Semi-Novice Cake Decorator...needs Cake Advice.
Baking By CakesbyMonica Updated 19 Apr 2007 , 6:28pm by marthajo1
Hey guys. I'm new to this site and can't wait to waste countless hours on here with you. I'm semi-new to the cake world. I took the 3 wilton classes at Michael's and have made a dozen or so themed cakes for neighbors and family birthdays.
Down to the question...I want to make a purse cake for my neighbor, but she HATES fondant. However, the only fondant I've ever used is the Wilton ready made. I'm trying to branch out of the Wilton shell overall. But my first goal is to find a new fondant, as most people (including myself) hate it. Can anyone recommend a good fondant that people seem to like?
Definitely try the MMF (Marshemellow fondant) recipes on this site! I go to the ones with 5 star ratings, or close to it. I just made my first MMF and if you roll it out thinly it's good! I just put a layer of Buttercream (BC) underneath.
Good luck!
Thanks so much. I was wondering what MMF was when going through the other forums.
I will definitely try one.
There is a new fondant recipe that I want to try that uses jello.
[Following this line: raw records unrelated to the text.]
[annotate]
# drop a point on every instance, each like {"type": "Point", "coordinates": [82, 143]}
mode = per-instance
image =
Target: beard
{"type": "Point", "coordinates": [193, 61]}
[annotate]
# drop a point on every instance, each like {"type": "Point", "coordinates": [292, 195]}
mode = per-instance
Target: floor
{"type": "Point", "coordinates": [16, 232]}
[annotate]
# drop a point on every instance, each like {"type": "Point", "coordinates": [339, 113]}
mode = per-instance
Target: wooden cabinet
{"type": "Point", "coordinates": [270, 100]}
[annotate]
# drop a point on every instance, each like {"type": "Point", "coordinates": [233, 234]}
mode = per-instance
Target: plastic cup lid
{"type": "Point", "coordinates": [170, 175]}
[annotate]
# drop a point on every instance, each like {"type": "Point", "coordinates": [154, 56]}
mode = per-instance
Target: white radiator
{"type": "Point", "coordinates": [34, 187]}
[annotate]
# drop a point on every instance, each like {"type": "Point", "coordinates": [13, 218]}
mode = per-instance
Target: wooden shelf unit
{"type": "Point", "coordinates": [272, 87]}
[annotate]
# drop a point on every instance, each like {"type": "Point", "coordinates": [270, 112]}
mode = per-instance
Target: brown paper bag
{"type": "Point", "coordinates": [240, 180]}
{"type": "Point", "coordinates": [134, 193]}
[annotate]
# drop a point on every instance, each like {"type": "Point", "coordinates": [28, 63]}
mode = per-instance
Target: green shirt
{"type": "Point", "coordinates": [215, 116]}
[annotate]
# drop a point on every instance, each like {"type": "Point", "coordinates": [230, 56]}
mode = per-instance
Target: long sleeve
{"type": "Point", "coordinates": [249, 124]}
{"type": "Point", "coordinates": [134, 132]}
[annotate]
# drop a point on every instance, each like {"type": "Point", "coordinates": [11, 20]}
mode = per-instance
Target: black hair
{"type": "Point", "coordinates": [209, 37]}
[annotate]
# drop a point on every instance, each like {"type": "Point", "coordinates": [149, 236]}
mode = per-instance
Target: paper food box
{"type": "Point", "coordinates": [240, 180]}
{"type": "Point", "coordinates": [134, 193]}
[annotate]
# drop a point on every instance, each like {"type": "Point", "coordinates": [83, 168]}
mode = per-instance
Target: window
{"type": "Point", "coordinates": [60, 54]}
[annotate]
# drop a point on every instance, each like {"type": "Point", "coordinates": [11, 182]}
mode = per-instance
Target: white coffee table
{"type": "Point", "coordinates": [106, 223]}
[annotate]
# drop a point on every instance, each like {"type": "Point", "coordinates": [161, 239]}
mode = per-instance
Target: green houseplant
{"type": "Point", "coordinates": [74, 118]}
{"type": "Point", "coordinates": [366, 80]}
You might try that and let me know what you think cuz I haven't tried it yet! ![]()
Here is the link to the recipe....
http://www.cakecentral.com/cake_recipe-3413-SophieBelles-Jello-Fondant.html
I also made the mmf recipe.
I used the Lorann oil in it, Strawberry flavor.
It tasted very good.
Don't be afraid to flavor it!
Good luck, and welcome!
I enjoy using SatinIce, Pettinice and White Chocolate Rolled fondant.
They will take you a bit of time to get used to after using the Wilton. I used the Wilton at first like a lot of others. The flavoring/oils will make it a bit better if you roll it out thinner. It still molds really well though in my opinion. The other types of fondant mold as well as the Wilton when you add some gumpaste to them.
Loran oil is candy flavoring, should be in the candy making section. have you considered rolled buttercream? I use that in place of fondant when I can, if not I use MMF!
what is rolled buttercream? Is it used the same as fondant?
I just made my first purse cake as a trial and my first batch of RBC. It was okay to work with but of course I may not have made it the proper texture either. I will try it again, of course. I used the recipe on this site.
Sorry but I don't know how to attach a link but look under recipes.
Good luck!
bump. Is rolled buttercream used the same as fondant? Does it have the same application/use?
Rolled buttercream is also called RBC on CC. I haven't used it but I think it is basically the same but I think you have to roll it between two pieces of parchment or something. Then again maybe not I just looked at a recipe on here and it didn't say anything about that.